After Martin discussed being “hopeful” for an agreement, I approached a group of people who had watched the presser from the edge of the parking lot. I was seeking more “hope” at the somber scene, and I found it in the form of David Vore.

“I know that I wouldn’t be where I am today if it weren’t for the help I’ve received previously and for the opportunity to help others through ODMHSAS,” said Vore, a certified peer recovery support specialist who works for the Oklahoma Citizen Advocates for Recovery and Transformation Association (OCARTA). “But if you’re looking for help and it’s not out there, now what?”

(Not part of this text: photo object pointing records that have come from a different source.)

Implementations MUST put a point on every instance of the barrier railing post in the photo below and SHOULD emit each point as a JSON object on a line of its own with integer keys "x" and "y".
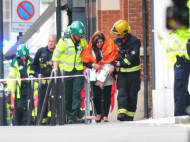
{"x": 62, "y": 116}
{"x": 54, "y": 99}
{"x": 39, "y": 107}
{"x": 30, "y": 105}
{"x": 87, "y": 97}
{"x": 15, "y": 117}
{"x": 2, "y": 106}
{"x": 45, "y": 102}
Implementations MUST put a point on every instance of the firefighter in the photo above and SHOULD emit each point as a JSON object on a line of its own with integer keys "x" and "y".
{"x": 20, "y": 67}
{"x": 178, "y": 55}
{"x": 43, "y": 65}
{"x": 67, "y": 56}
{"x": 128, "y": 69}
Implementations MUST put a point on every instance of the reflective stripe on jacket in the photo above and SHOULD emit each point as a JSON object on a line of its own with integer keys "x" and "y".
{"x": 15, "y": 73}
{"x": 176, "y": 45}
{"x": 67, "y": 56}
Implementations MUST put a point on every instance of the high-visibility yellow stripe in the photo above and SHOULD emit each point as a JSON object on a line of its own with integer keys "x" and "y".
{"x": 122, "y": 111}
{"x": 127, "y": 61}
{"x": 130, "y": 113}
{"x": 132, "y": 69}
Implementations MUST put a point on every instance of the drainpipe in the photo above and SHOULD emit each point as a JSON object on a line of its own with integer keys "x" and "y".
{"x": 1, "y": 41}
{"x": 2, "y": 93}
{"x": 152, "y": 43}
{"x": 58, "y": 19}
{"x": 145, "y": 44}
{"x": 90, "y": 12}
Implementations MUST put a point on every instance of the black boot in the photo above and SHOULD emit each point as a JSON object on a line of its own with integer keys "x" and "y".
{"x": 77, "y": 119}
{"x": 122, "y": 117}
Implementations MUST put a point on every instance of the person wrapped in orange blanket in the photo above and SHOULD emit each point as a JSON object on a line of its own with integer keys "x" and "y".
{"x": 101, "y": 51}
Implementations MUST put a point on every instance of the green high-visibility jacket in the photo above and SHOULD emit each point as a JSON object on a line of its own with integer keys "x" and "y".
{"x": 14, "y": 73}
{"x": 176, "y": 45}
{"x": 67, "y": 55}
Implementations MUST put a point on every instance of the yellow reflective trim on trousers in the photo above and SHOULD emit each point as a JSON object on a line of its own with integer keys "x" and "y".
{"x": 122, "y": 111}
{"x": 127, "y": 61}
{"x": 34, "y": 112}
{"x": 71, "y": 64}
{"x": 130, "y": 113}
{"x": 132, "y": 69}
{"x": 49, "y": 113}
{"x": 32, "y": 72}
{"x": 44, "y": 120}
{"x": 45, "y": 81}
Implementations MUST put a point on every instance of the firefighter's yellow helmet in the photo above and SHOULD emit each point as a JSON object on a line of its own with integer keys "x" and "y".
{"x": 121, "y": 27}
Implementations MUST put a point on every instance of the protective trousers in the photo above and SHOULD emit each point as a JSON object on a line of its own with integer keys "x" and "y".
{"x": 128, "y": 85}
{"x": 181, "y": 94}
{"x": 22, "y": 106}
{"x": 73, "y": 87}
{"x": 40, "y": 103}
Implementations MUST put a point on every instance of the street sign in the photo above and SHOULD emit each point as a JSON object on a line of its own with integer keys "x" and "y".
{"x": 24, "y": 14}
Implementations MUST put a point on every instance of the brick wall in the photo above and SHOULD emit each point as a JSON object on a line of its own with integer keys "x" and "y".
{"x": 130, "y": 10}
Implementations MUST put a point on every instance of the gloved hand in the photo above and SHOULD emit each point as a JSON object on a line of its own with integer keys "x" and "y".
{"x": 188, "y": 47}
{"x": 54, "y": 70}
{"x": 31, "y": 76}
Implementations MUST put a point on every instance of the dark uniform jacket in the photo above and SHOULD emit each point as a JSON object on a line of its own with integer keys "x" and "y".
{"x": 42, "y": 63}
{"x": 129, "y": 51}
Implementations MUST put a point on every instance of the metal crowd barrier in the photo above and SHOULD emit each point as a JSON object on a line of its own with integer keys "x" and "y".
{"x": 55, "y": 91}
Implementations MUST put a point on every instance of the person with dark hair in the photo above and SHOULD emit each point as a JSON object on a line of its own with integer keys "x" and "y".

While I interviewed Vore, another man asked if he could chime in. His name was James Cowan, and he introduced me to his wife, Sheena Myers.

A native of Tuttle, Cowan said Vore approached him months ago at a day center for the homeless.

“We just got off the streets about six months ago — April. What he was doing for us, he was actually our advocate, which encouraged me to become an advocate,” Cowan said. “In the state of mind that I was in with my addiction and also my mental illness, I wasn’t able to fill out paperwork. I never had the urge to go and do all this stuff. If it wasn’t for people like him, I’d probably still be in my tent sleeping because I didn’t have the extra resources or push.”

The four of us talked for another 15 minutes, and in a time when potential cuts to mental health services threaten Oklahoma’s already limited resources, I realize I’m unable to explain the scenario much better than Vore and Cowan can — two men from different parts of the state, previously addicted to different substances and fundamentally committed to helping others receive mental health care.

As a result, I have embedded the audio of our discussion below.

If you listen closely near the beginning, you will hear Vore’s voice tremble and crack while discussing the importance of mental health care.

I can think of 148 people who might want to click play.